Tuesday, September 19, 2006

A Temporary Introduction

The Magistrates Should Be Elected by the People, a 1798 essay by Hegel in which he writes:

Peaceful satisfaction with the present, hopelessness, and patient acceptance of an all-too-vast and omnipotent fate have given way to hope, expectation, and courage to face the new. A vision of better, juster times has come to life in the souls of men, and a longing and yearning for a purer and freer destiny has moved all hearts and alienated them from the present reality."

Hegel
And yet he delineates between "everyone who, in the midst of change or in preserving the old, seeks only his own limited advantage or the advantage of his class" and "men of nobler aspirations and purer zeal", recognizing the inextricable implication of the former in the political order of the present and locating the possibility for change within the disaffection of the latter, those already ideologically dislocated from the present.

The importance of this distinction becomes evident in Hegel's existential diagnosis of conservativism: "If a change has to happen, then something has to be changed. So banal a truth needs to be stated, given the difference between fear which must and courage which will; for whereas those who are driven by fear may well feel and admit that change is necessary, they nevertheless display the weakness, as soon as a start has to be made, of trying to hold on to everything they possess."

Conservativism then as a tension between public and private imaginations, a tension between a recognizance of what change society must undergo and a failure to reimagine the self within this new future.
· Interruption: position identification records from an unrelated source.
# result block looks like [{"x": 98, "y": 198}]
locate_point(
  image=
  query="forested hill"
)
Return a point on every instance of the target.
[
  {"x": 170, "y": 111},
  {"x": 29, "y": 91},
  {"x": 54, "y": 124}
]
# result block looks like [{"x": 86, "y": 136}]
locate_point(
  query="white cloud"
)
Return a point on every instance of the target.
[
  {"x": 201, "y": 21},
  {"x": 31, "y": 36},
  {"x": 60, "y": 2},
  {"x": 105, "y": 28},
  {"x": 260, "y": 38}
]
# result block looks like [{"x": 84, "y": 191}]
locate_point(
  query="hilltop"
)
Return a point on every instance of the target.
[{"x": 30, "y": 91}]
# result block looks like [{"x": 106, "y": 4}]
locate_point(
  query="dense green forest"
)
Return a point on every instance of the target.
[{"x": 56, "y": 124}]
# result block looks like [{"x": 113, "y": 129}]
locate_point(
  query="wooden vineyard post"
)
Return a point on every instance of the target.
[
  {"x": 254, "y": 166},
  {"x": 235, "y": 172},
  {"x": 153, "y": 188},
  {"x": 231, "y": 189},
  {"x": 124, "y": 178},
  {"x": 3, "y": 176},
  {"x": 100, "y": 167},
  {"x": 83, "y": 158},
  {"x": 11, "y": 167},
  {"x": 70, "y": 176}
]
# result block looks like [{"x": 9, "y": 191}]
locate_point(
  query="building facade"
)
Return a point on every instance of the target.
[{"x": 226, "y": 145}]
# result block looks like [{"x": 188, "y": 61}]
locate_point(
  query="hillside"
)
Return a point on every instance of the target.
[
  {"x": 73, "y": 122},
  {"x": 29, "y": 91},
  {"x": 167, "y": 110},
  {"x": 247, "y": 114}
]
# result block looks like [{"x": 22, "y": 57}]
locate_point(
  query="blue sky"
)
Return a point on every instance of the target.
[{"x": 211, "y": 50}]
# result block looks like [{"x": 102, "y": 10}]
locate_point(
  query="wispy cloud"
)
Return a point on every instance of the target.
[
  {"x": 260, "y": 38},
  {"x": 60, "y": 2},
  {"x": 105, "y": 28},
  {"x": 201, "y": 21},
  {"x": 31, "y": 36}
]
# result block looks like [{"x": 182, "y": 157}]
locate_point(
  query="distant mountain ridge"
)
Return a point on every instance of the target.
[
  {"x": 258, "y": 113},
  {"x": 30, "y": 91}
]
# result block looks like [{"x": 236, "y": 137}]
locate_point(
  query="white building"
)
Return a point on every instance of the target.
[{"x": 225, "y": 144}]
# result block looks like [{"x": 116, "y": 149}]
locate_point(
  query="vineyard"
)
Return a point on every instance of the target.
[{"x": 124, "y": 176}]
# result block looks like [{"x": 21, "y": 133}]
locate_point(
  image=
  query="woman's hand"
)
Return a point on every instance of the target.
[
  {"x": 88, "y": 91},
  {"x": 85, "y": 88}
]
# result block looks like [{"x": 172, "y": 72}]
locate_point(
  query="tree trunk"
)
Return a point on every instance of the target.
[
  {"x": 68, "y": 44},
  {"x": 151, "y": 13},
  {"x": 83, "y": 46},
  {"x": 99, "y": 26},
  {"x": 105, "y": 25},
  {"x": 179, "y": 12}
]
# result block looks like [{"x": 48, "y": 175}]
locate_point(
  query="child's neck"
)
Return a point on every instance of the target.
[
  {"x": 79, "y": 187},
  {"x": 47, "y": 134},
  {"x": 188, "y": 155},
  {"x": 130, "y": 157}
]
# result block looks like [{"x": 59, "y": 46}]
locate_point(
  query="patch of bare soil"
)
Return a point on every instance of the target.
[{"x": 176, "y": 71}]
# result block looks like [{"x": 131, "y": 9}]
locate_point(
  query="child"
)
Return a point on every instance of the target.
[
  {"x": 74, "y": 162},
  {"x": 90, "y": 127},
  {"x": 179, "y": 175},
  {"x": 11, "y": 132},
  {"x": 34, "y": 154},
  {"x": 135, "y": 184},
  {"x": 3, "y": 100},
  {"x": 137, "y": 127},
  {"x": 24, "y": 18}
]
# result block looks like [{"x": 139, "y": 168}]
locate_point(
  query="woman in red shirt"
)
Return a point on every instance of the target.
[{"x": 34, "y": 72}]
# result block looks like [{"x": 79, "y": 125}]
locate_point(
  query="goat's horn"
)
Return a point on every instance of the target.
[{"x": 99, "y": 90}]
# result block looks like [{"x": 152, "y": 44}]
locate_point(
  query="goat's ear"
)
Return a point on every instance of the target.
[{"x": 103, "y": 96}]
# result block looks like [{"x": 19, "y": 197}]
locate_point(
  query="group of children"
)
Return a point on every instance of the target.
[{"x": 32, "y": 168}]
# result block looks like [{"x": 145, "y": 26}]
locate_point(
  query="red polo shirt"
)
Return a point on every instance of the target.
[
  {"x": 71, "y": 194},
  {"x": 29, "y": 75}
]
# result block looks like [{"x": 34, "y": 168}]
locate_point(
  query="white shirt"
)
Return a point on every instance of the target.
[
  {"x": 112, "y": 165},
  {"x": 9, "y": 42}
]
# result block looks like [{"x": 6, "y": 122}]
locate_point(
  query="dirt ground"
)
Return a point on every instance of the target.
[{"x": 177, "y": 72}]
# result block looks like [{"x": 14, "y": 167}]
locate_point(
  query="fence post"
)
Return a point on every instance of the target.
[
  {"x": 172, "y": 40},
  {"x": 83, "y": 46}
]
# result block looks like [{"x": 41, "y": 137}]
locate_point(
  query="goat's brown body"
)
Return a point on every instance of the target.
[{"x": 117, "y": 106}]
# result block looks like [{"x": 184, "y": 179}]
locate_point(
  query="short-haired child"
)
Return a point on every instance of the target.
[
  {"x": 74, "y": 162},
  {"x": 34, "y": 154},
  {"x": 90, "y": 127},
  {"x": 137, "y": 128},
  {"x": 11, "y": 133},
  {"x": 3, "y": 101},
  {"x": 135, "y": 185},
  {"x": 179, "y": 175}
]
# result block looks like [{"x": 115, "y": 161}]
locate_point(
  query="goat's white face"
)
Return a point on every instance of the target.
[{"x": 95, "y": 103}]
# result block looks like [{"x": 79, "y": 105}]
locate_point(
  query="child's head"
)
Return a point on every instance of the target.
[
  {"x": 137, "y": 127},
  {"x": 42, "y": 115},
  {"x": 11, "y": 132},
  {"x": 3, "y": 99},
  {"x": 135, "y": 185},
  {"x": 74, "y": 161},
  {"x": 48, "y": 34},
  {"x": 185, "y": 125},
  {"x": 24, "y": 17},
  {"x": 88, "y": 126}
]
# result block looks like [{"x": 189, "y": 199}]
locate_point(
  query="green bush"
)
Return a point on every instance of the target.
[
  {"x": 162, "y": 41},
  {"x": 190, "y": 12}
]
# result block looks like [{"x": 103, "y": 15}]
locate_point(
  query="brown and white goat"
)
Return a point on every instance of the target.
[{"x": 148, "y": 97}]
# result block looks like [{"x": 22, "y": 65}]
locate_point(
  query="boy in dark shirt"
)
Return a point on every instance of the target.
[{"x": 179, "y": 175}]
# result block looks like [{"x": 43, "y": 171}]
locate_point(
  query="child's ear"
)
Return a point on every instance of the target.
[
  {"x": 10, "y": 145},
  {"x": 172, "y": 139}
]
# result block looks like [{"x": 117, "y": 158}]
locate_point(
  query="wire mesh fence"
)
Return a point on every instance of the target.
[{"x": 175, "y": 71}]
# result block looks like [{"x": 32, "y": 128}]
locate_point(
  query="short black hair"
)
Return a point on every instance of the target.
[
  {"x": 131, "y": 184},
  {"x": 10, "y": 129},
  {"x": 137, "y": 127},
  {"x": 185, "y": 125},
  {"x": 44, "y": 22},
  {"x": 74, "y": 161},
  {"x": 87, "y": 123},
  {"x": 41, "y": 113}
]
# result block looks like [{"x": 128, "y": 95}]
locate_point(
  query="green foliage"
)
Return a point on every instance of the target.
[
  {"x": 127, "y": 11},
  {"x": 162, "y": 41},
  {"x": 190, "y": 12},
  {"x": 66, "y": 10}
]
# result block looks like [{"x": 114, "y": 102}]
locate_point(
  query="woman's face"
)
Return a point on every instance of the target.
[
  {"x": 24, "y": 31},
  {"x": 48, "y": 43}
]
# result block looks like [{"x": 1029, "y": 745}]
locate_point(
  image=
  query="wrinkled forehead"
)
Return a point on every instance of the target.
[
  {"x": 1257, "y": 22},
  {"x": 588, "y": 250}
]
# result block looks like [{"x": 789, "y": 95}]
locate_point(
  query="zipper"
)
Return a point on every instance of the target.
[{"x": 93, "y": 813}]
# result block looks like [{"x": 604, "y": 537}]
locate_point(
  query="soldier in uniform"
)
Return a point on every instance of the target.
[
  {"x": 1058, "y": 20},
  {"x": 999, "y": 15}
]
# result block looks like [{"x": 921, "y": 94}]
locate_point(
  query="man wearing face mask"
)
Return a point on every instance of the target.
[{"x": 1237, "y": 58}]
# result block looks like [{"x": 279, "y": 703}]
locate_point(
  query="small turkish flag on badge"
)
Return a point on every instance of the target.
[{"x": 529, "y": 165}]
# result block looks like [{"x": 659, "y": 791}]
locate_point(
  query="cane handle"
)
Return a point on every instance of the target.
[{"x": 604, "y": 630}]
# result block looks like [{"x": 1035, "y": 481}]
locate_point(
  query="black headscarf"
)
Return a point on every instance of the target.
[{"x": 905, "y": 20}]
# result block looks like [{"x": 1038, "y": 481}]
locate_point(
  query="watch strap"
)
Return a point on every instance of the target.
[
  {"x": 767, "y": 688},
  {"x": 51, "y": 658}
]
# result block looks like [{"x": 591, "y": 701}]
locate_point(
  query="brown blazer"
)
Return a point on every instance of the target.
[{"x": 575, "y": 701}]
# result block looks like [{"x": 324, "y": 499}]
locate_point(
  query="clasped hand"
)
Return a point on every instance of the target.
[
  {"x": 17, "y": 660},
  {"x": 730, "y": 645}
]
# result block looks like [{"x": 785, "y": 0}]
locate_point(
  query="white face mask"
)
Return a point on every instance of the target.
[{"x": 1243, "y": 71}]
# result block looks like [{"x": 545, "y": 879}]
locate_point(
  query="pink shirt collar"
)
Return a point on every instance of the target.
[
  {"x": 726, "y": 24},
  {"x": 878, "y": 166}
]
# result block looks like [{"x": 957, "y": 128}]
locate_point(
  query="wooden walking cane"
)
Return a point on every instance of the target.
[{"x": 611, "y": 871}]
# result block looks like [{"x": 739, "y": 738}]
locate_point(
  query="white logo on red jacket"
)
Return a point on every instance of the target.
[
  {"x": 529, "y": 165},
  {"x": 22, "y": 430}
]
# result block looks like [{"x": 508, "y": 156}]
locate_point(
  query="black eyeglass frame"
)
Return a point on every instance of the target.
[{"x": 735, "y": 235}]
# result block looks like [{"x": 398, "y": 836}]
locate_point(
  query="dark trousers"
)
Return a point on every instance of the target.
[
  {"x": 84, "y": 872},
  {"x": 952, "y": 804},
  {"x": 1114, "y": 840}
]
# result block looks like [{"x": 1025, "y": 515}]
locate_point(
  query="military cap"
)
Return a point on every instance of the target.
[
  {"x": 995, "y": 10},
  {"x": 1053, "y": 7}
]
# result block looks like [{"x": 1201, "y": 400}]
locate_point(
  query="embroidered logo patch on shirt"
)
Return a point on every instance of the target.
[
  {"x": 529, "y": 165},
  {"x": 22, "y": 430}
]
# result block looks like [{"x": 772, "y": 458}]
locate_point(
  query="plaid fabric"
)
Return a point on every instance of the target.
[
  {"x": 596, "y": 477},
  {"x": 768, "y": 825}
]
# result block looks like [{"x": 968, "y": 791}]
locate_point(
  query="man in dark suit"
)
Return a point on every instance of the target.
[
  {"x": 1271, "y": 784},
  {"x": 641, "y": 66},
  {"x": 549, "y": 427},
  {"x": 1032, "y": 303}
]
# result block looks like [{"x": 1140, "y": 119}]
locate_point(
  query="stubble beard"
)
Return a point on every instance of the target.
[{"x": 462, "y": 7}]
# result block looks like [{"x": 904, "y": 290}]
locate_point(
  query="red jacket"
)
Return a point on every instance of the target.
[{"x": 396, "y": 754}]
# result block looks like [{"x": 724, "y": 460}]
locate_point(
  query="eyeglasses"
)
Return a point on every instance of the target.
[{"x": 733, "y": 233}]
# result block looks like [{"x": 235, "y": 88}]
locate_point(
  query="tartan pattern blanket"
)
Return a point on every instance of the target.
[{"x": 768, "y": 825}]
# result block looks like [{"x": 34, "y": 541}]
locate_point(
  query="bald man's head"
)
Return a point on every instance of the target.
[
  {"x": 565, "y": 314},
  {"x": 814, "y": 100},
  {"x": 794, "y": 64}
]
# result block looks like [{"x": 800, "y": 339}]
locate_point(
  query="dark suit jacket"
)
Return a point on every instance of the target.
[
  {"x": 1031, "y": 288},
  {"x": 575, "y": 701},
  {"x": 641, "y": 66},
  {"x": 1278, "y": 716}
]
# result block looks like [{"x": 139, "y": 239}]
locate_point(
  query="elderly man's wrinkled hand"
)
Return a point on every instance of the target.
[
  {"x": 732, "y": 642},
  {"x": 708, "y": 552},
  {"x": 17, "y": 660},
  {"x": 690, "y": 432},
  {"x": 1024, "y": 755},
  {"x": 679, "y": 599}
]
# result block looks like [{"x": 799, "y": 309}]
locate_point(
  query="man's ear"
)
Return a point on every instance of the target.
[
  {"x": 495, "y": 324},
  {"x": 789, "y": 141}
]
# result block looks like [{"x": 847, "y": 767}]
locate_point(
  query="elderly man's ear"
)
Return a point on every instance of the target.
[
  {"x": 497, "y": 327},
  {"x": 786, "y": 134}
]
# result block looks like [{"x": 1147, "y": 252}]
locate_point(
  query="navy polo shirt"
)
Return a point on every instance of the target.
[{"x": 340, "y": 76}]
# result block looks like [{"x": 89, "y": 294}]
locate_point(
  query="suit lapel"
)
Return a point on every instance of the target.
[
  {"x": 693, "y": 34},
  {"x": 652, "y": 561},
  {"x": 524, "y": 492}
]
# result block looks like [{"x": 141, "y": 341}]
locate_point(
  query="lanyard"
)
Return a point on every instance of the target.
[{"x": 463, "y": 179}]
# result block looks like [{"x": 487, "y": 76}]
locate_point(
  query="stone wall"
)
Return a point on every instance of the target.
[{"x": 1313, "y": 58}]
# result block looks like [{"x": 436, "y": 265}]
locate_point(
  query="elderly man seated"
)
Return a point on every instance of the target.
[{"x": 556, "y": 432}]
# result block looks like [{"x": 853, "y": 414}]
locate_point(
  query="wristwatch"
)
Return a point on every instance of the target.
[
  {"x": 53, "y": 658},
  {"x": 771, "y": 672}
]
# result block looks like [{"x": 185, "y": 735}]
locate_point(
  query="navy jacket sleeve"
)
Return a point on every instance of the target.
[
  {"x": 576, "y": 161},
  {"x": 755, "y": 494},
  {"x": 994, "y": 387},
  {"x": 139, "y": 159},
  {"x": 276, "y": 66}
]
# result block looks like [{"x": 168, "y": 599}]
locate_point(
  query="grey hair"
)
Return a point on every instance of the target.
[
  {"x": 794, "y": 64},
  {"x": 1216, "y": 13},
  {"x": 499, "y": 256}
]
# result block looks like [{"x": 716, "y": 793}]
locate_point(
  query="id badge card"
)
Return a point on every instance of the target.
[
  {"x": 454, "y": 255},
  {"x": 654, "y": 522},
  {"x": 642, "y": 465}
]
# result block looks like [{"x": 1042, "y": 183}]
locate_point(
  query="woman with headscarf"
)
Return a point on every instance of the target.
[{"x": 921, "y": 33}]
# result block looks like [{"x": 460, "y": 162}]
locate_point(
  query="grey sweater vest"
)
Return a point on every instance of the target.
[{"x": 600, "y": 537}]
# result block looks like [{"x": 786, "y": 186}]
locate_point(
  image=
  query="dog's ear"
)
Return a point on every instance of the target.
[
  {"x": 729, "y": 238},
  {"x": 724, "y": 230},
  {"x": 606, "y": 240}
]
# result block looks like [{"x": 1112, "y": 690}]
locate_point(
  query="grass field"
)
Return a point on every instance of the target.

To extrapolate, liberalism becomes the locus of Hegelian courage, the point at which public and private imaginations become synchronized and coherent, perhaps even interchangeable.

It is this project of liberalism, more than two centuries later, that I hope this blog can address, with all the apocalyptic urgency of Hegel's own essay. ("The feeling that the political edifice as it still exists today cannot be sustained is universal and profound. The anxiety that it may collapse and injure everyone in its fall is also universal.")

This blog is, in some way, an effort in imagination itself, an attempt to invent the discursive practices, the languages and the ethical infrastructures that will allow liberalism to accumulate cultural significance. This includes philosophical discussions, musings on culture, analysis of the political melee, but especially conversations that attempt to synthesize these diverse elements of our community's collective imagination into something of a coherent, though constantly and necessarily shifting, nexus of thought.

In particular, I hope we can begin to bridge the gap between private and public belief, between theory and praxis, and move beyond the various aporias and sites of apathy that have plagued young academics since that imaginary moment in which meaning dissolved and we were forcibly entered into the post-industrial, post-modern, apathetic world.

More to come later, but hopefully this offers a meaningful introduction to the project at hand.

3 comments:

MonkeyShine said...

Here's hoping. I don't know if a treatment on Sorkin is going to help much though, but I like what you said about private belief and public policy. A forum that encourages expression and intelligence even (gasp) post-college might at least discourage a pervasive cultural love of ignorance, might turn the tide of dumb-chic (I even think that TV's recent upswing could help).

Anonymous said...

Fabulous idea for a blog.

Incidentally, I disagree with Ben. I think the current trend is a thing far more obnoxious than dumb-chic: pseudo-intellectualism; it's the accessorization of the self with just enough facts and quirks to synthesize an image that is like the evil stepsibling of mid-90s hipster kitschiness...

I seem to have done a fantastic job imitating it in my response, here... heh.

MonkeyShine said...

Very well, and I agree that your 'pseudo-intellectualism' is far worse a beast than dumb-chic. But now I'm terrified that I'm committing the greater sin, and I think that we should all remember that such a trap exists.